Separately, have you tried running ray start --head on the first machine and then running ray start --address=192.168.254.123:6379 on the second machine (replacing the IP address with the IP address of the first machine if the one above is not correct)? Can you try that?

Thanks, I have tried both actions. For the code snippet, it appeared to work without being caught by the exception. For connecting on the second machine, it will not connect when starting the head on machine 1 and using that command to connect to 192.168.x.x (to the correct address and port for machine 1 on the network).

I am running Windows 10 OS.

So you are creating a cluster of two Windows 10 machines, is that right?

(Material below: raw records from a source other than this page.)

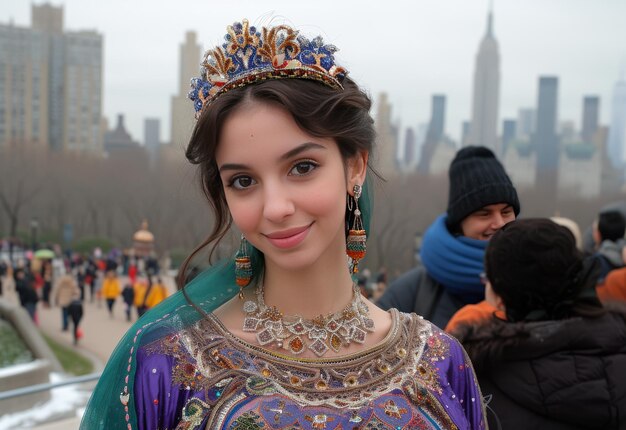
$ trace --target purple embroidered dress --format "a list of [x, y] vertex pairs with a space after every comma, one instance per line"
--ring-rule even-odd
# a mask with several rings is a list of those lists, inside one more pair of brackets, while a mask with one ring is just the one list
[[136, 365], [129, 397], [137, 428], [487, 428], [459, 343], [415, 314], [391, 313], [381, 343], [339, 358], [277, 354], [235, 337], [212, 314], [140, 346], [128, 367], [131, 374]]

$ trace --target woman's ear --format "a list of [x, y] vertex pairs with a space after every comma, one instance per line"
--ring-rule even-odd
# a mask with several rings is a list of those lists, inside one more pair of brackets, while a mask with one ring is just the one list
[[355, 185], [363, 185], [365, 183], [365, 176], [367, 173], [367, 160], [369, 159], [369, 153], [362, 151], [354, 155], [354, 157], [348, 160], [348, 193], [352, 195], [352, 188]]

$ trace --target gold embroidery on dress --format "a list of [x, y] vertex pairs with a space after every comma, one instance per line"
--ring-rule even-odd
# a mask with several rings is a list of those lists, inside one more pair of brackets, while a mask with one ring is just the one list
[[[215, 394], [211, 390], [216, 389], [217, 382], [228, 381], [221, 398], [210, 402], [209, 422], [213, 424], [223, 423], [228, 405], [247, 395], [278, 394], [301, 407], [354, 410], [398, 389], [443, 428], [456, 429], [433, 395], [443, 392], [436, 367], [449, 353], [448, 343], [422, 318], [397, 311], [392, 315], [395, 332], [384, 343], [337, 358], [294, 360], [273, 354], [230, 335], [214, 316], [149, 345], [148, 350], [174, 357], [173, 382], [183, 388], [203, 390], [206, 396]], [[394, 418], [408, 412], [392, 400], [386, 401], [382, 409]], [[321, 416], [309, 417], [313, 428], [325, 428]], [[243, 425], [244, 421], [237, 422]]]

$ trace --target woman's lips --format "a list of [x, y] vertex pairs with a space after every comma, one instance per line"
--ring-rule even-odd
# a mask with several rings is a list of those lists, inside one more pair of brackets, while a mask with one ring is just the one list
[[269, 242], [277, 248], [293, 248], [304, 240], [309, 233], [311, 225], [313, 225], [313, 223], [304, 227], [290, 228], [288, 230], [266, 234], [265, 237], [267, 237], [267, 240], [269, 240]]

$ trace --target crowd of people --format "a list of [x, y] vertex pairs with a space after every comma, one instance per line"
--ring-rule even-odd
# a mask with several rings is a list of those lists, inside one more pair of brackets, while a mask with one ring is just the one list
[[58, 307], [61, 330], [71, 329], [74, 344], [78, 344], [87, 300], [96, 306], [104, 302], [111, 318], [116, 303], [123, 302], [128, 322], [162, 302], [169, 294], [158, 270], [152, 260], [126, 259], [115, 252], [102, 257], [97, 249], [90, 256], [58, 252], [45, 258], [29, 252], [14, 262], [0, 262], [0, 295], [12, 285], [35, 324], [39, 323], [39, 307]]

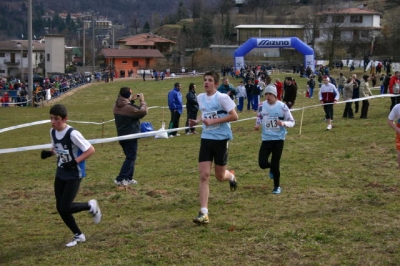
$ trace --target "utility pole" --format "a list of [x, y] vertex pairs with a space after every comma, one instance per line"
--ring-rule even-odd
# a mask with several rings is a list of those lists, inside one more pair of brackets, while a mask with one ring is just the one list
[[[28, 0], [28, 97], [33, 98], [32, 0]], [[35, 107], [31, 101], [32, 107]]]
[[83, 28], [82, 28], [82, 32], [83, 32], [83, 51], [82, 51], [82, 66], [85, 67], [85, 35], [86, 35], [86, 23], [85, 21], [83, 21]]
[[93, 64], [93, 74], [94, 74], [94, 71], [95, 71], [95, 68], [96, 68], [96, 66], [95, 66], [95, 55], [94, 55], [94, 43], [95, 43], [95, 27], [96, 27], [96, 25], [95, 25], [95, 21], [94, 21], [94, 12], [92, 12], [92, 29], [93, 29], [93, 45], [92, 45], [92, 64]]

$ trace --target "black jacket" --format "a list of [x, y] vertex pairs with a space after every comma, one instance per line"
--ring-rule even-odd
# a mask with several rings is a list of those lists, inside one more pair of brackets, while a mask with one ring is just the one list
[[199, 103], [197, 102], [196, 92], [189, 91], [186, 94], [186, 109], [191, 112], [197, 112], [199, 110]]

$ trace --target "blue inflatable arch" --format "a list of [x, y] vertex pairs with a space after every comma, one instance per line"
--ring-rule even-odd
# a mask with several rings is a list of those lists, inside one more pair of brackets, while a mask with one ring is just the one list
[[235, 69], [244, 68], [244, 56], [254, 48], [295, 48], [304, 55], [304, 66], [315, 71], [314, 50], [297, 37], [288, 38], [250, 38], [234, 54]]

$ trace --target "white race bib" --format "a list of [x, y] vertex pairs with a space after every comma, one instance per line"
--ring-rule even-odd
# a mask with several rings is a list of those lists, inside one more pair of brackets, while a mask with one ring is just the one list
[[279, 131], [278, 125], [279, 118], [276, 116], [264, 116], [262, 119], [262, 124], [267, 131]]
[[[211, 112], [204, 112], [202, 115], [203, 119], [216, 119], [218, 118], [218, 113], [217, 111], [211, 111]], [[211, 126], [206, 126], [206, 130], [214, 130], [220, 127], [220, 124], [214, 124]]]

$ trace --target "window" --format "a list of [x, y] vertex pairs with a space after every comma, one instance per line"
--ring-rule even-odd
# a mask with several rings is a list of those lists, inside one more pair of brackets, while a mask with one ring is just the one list
[[320, 31], [319, 30], [315, 30], [314, 31], [314, 38], [319, 38], [320, 36]]
[[47, 60], [47, 62], [50, 62], [50, 54], [46, 55], [46, 60]]
[[319, 17], [319, 23], [326, 23], [326, 17], [325, 16], [320, 16]]
[[138, 67], [139, 66], [139, 61], [133, 61], [132, 62], [133, 67]]
[[27, 57], [28, 57], [28, 53], [23, 52], [23, 53], [22, 53], [22, 56], [23, 56], [24, 58], [27, 58]]
[[333, 23], [343, 23], [344, 22], [344, 16], [333, 16], [332, 17], [332, 22]]
[[6, 57], [6, 53], [0, 53], [0, 57]]
[[6, 73], [4, 69], [0, 69], [0, 73]]
[[123, 61], [122, 61], [122, 64], [128, 64], [128, 61], [123, 60]]
[[362, 16], [350, 16], [351, 23], [362, 23], [363, 17]]

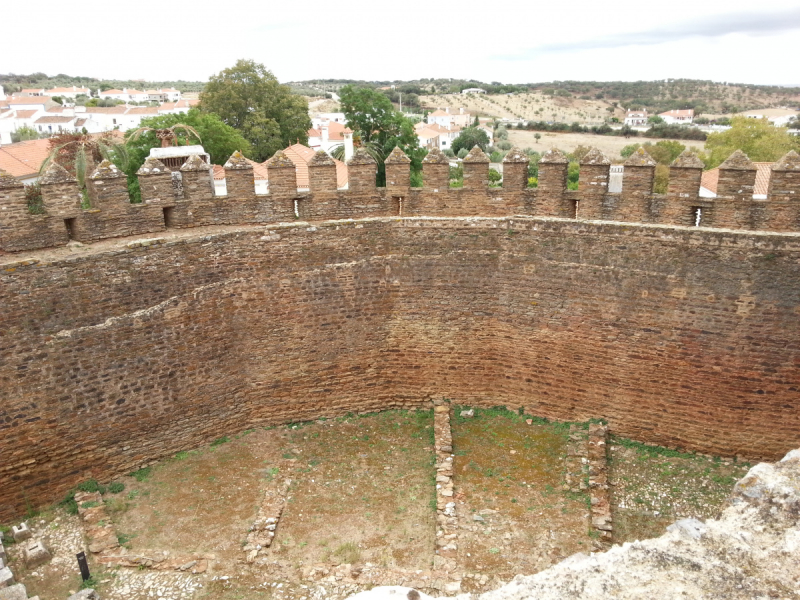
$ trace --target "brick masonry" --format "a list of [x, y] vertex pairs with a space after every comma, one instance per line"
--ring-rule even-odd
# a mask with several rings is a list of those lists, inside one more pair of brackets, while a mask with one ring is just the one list
[[[800, 443], [798, 233], [525, 216], [217, 227], [290, 220], [284, 192], [174, 203], [185, 227], [215, 228], [0, 255], [0, 519], [226, 433], [431, 397], [753, 459]], [[330, 193], [352, 201], [337, 216], [391, 208], [383, 190]], [[432, 196], [411, 189], [406, 208], [531, 198]]]

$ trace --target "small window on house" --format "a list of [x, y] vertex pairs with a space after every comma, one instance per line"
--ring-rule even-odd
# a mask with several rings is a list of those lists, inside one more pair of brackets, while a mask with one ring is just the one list
[[164, 226], [169, 228], [173, 227], [175, 224], [175, 207], [173, 206], [165, 206], [164, 207]]
[[571, 211], [572, 215], [570, 216], [571, 219], [577, 219], [578, 218], [578, 207], [579, 207], [580, 203], [581, 203], [580, 200], [573, 200], [572, 201], [572, 211]]

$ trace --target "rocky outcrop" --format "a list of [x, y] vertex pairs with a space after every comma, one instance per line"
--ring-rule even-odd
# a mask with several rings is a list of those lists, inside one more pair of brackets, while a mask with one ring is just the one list
[[[480, 596], [459, 600], [800, 598], [800, 450], [756, 465], [719, 519], [684, 519], [659, 538], [575, 554]], [[359, 600], [388, 597], [385, 588]], [[402, 595], [398, 596], [403, 598]]]

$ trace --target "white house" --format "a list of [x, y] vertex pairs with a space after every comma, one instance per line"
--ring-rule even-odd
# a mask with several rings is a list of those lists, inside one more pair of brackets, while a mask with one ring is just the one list
[[741, 115], [748, 119], [768, 119], [775, 127], [786, 127], [798, 118], [797, 111], [788, 108], [759, 108], [745, 111]]
[[19, 94], [17, 95], [29, 97], [29, 96], [44, 96], [46, 94], [44, 88], [25, 88], [24, 90], [20, 90]]
[[444, 110], [441, 108], [436, 109], [428, 115], [428, 124], [441, 125], [442, 127], [469, 127], [472, 123], [472, 117], [469, 113], [464, 112], [464, 107], [458, 109], [458, 112], [450, 112], [447, 107]]
[[33, 122], [33, 126], [39, 133], [56, 134], [64, 132], [80, 131], [83, 124], [78, 125], [77, 117], [73, 116], [60, 116], [60, 115], [46, 115], [39, 117]]
[[149, 96], [147, 92], [141, 90], [129, 90], [122, 88], [121, 90], [105, 90], [98, 94], [100, 98], [112, 100], [122, 100], [123, 102], [147, 102]]
[[[335, 113], [333, 113], [335, 114]], [[321, 121], [312, 119], [312, 124], [317, 123], [308, 130], [308, 147], [314, 151], [324, 150], [328, 154], [337, 146], [344, 146], [345, 162], [353, 156], [353, 131], [337, 121]]]
[[91, 96], [92, 90], [89, 88], [72, 87], [57, 87], [52, 90], [47, 90], [45, 96], [61, 96], [62, 98], [72, 98], [73, 100], [78, 96]]
[[319, 113], [316, 117], [311, 119], [311, 126], [316, 128], [322, 125], [323, 123], [339, 123], [341, 125], [347, 124], [347, 117], [344, 116], [343, 112], [329, 112], [329, 113]]
[[3, 91], [3, 86], [0, 85], [0, 100], [6, 99], [6, 93]]
[[175, 88], [145, 90], [147, 99], [151, 102], [177, 102], [181, 99], [180, 91]]
[[625, 113], [625, 125], [629, 127], [647, 125], [647, 111], [645, 109], [629, 110]]
[[689, 125], [694, 120], [694, 109], [668, 110], [658, 113], [658, 116], [664, 119], [667, 125]]
[[485, 94], [486, 90], [481, 89], [481, 88], [467, 88], [465, 90], [461, 90], [461, 93], [464, 94], [464, 95], [467, 95], [467, 94]]

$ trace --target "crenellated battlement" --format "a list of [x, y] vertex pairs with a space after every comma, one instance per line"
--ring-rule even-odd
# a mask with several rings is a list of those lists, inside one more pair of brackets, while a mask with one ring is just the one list
[[611, 162], [599, 150], [581, 161], [577, 191], [567, 189], [567, 158], [558, 150], [539, 162], [539, 187], [527, 187], [528, 156], [512, 149], [500, 188], [489, 187], [488, 158], [474, 148], [464, 159], [464, 187], [451, 188], [449, 160], [432, 150], [423, 161], [422, 188], [410, 186], [410, 161], [395, 149], [386, 161], [386, 187], [375, 187], [376, 164], [357, 151], [348, 162], [347, 189], [324, 153], [309, 164], [309, 190], [300, 191], [292, 161], [279, 151], [267, 163], [269, 193], [257, 195], [252, 166], [239, 153], [225, 163], [227, 194], [215, 194], [211, 166], [192, 156], [173, 172], [148, 158], [137, 172], [142, 202], [132, 204], [127, 178], [102, 162], [87, 179], [89, 207], [77, 181], [51, 164], [41, 179], [43, 214], [30, 214], [21, 183], [0, 171], [0, 250], [63, 246], [74, 239], [157, 233], [167, 228], [259, 224], [383, 216], [554, 216], [578, 220], [657, 223], [736, 230], [800, 231], [800, 156], [772, 167], [766, 200], [754, 199], [756, 167], [741, 151], [720, 165], [716, 198], [700, 196], [703, 163], [684, 152], [670, 167], [666, 194], [653, 193], [655, 161], [639, 149], [625, 163], [622, 191], [609, 193]]

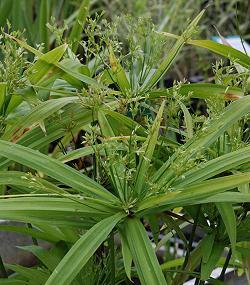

correct and ray always initializes the head node using a local 127.0.0.1 address. And the second machine cannot connect even when using the head node machines’ network 192.168x.x. address. They are on the same network and network sharing is also enabled and functional in windows explorer between the two.

In most all examples of Ray online, ray start --head will say it has initialized the node on a network 192.168.x.x address, so I’m not sure why it’s defaulting to local.

I will also note that the two have the same python environments and I installed them via pip (pip install ray and then pip install ray[default]). Despite doing the pip install ray[default] option when I tried to spin up ray via command line on both machines it told me redis needed to be pip installed (even though other dependencies had been automatically installed when ray was pip installed). So I manually installed redis via pip install redis.

Hi @Chrome,

For Windows (and Mac OSX), we are actually using 127.0.0.1 by default to avoid security pops (Listen to 127.0.0.1 by default on mac osx by jjyao · Pull Request #18904 · ray-project/ray · GitHub). To work around that, you can use ray start --head --node-ip-address=192.168.x.x to override the default ip.

Thank you, this worked. In this case there is not a major security concern correct? Because this address is only accessible via the network? It would only be an issue if the address was external?

So actually I can create the cluster now and verify the connect which shows the machines as active on the dashboard, however, when I try to use Ray in Python via Pool() via from ray.util.multiprocessing import Pool, I am getting an error.

from ray.util.multiprocessing import Pool
_address = “auto”
_address = “192.168.x.x:8888” #This doesn’t work either (‘x’ replaced with actual IP)
Pool(ray_address=_address)

Stdout shows the following error message:
[2022-04-27 04:20:25,784 E 62524 97184] core_worker_process.cc:223: Failed to get the system config from raylet because it is dead. Worker will terminate. Status: GrpcUnavailable: RPC Error message: failed to connect to all addresses; RPC Error details: .Please see raylet.out for more details.

I believe I got it working but had to use the --node-ip-address on the second machine along with the --address argument to connect it to the head node because the second node was connecting but used a local IP as well making it unfindable when running the pool.

I did notice that when I use the Pool() in python connected to Ray, it does initialize with a warning message that one of the nodes is using local 127.0.0.1 (despite manually assigning both nodes to the 192.168.x.x addresses now). The pool appears to work but the warning does appear.

Could you share the warning message you saw?

Glad it’s working now. We will improve the UX on that (at least make it clear that windows and mac are using localhost by default).